When you’re a member of the Apple cult, it’s sort of like being in the Boy Scouts: you must continually earn merit badges on your way to becoming an Apple FanBoy Eagle Scout.
This week, we’re all earning our Snow Leopard merit badge.
For those of you not in the Apple FanBoy Scouts, Snow Leopard is the latest version (.6) of Mac OS X, which, if you’re an Apple FanBoy Scout, is pronounced “Oh-S-Ten” because, well, that’s how Scout-leader Steve pronounces it.
To earn your Snow Leopard merit badge, you must mention somewhere on the web that you’ve upgraded to 10.6. While a tweet tagged with #snowleopard will suffice, if you want to soar with the Apple FanBoy Eagle Scouts, then a 24-page review is what you’ll have to top. (And, please, don’t try this at home. Such things are best left to professional FanBoy Scouts on closed tracks.)
As for me, this blog post is it: I upgraded to Mac OS X 10.6, Snow Leopard, last night. Took about an hour, but it’s like waiting for water to boil — much slower, if you’re watching it.
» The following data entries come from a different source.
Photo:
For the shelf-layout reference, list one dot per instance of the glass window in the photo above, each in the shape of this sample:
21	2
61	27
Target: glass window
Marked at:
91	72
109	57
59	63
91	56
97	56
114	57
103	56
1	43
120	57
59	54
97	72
And like a Real Apple FanBoy Scout, I used that hour to read a PDF version of the 24-page review I had earlier e-mailed to my Kindle — which I’m using as an ebook-reader until Apple releases the, uh, iPad.
One last thing I must do: Mention an obscure feature as the reason why I upgraded to Snow Leopard — as “obvious” features are not apparent to those who are not interested in earning the Snow Leopard merit badge.
So here goes. My obscure feature reference:
“It’s easily worth upgrading just for the vast improvement in how Snow Leopard lets me sync my Apple Address Book contacts with my Gmail contacts.”
That should do it. Now, if I could just find my sash.